A 197 foot casino boat is hard aground on a sandbar about 1/2way between Tybee Island, and Daufuskie Island, just north of Savannah, GA.

At low tide, it's completely out of the water.

All passengers have been rescued by the Coast Guard and taken to the Tybee Island CG station.

http://savannahnow.com/news/2014-07-16/casino-boat-stuck-rocks-tybee-island-123-aboard

Sandbar :

http://mediad.publicbroadcasting.net/p/shared/npr/styles/placed_wide/nprshared/201407/331994737.jpg

Gcaptain article :

http://gcaptain.com/200-foot-casino-boat-high-dry-wrong-turn-maiden-voyage/


----------



## ben27 (Dec 27, 2012)

good day litz,m,today.08:20.re:casino boat "escapade"hard aground.thank you for posting informative links.good to see all passengers and crew safe,do you think they can drag her off.will you keep us informed.thank you in advance,regards ben27


----------



## litz (Aug 20, 2012)

They tried today at mid-day and were unsuccessful ... that's when they evacuated the boat.

It isn't damaged ... that's very soft sand, and since it grounded at high tide, it settled in place and is basically just sitting there.

Next attempt is tonight around midnight (next high tide).

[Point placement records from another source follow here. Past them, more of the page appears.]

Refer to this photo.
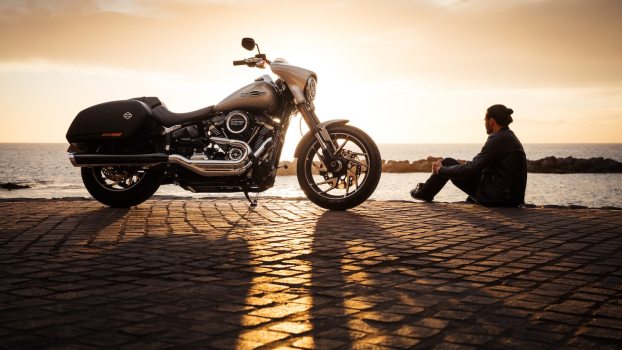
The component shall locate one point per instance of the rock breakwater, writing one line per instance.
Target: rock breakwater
(549, 165)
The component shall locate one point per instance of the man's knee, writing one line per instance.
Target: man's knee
(450, 162)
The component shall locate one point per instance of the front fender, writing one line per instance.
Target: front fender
(310, 133)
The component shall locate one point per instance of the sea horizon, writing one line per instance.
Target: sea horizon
(49, 173)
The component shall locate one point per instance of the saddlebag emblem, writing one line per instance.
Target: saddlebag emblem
(253, 93)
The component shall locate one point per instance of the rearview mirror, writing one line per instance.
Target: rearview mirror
(248, 43)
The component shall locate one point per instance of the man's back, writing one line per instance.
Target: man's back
(504, 179)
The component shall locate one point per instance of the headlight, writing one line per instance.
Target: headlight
(310, 89)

Salvors are onsite, so presumably if unsuccessful again, they'll start offloading weight (fuel, water, stores, etc) before tomorrow's mid-day high tide.


----------



## litz (Aug 20, 2012)

Coast Guard lifting people off the boat who were unable to descend via ladder to the RIBs ...

http://www.wrbl.com/story/26031361/coast-guard-prepares-to-rescue-stranded-passengers


----------



## Tony Collins (Aug 29, 2010)

On a lighter note, one assumes the roulette wheel can no longer be relied upon to be true - On second thoughts, can they ever?


----------



## litz (Aug 20, 2012)

Saga seems to be over ... today's high tide, Escapade was able to free itself without assistance ...

Presumably lacking both the passengers, and the consumables they consumed overnight, lightened the boat enough that it was able to pull off the sandbar.

No news from the company, but one would have to guess a change in management in the wheelhouse is likely in order.


----------



## ben27 (Dec 27, 2012)

good day litz,m,today.05:34.#6.good news thanks for posting regards ben27


----------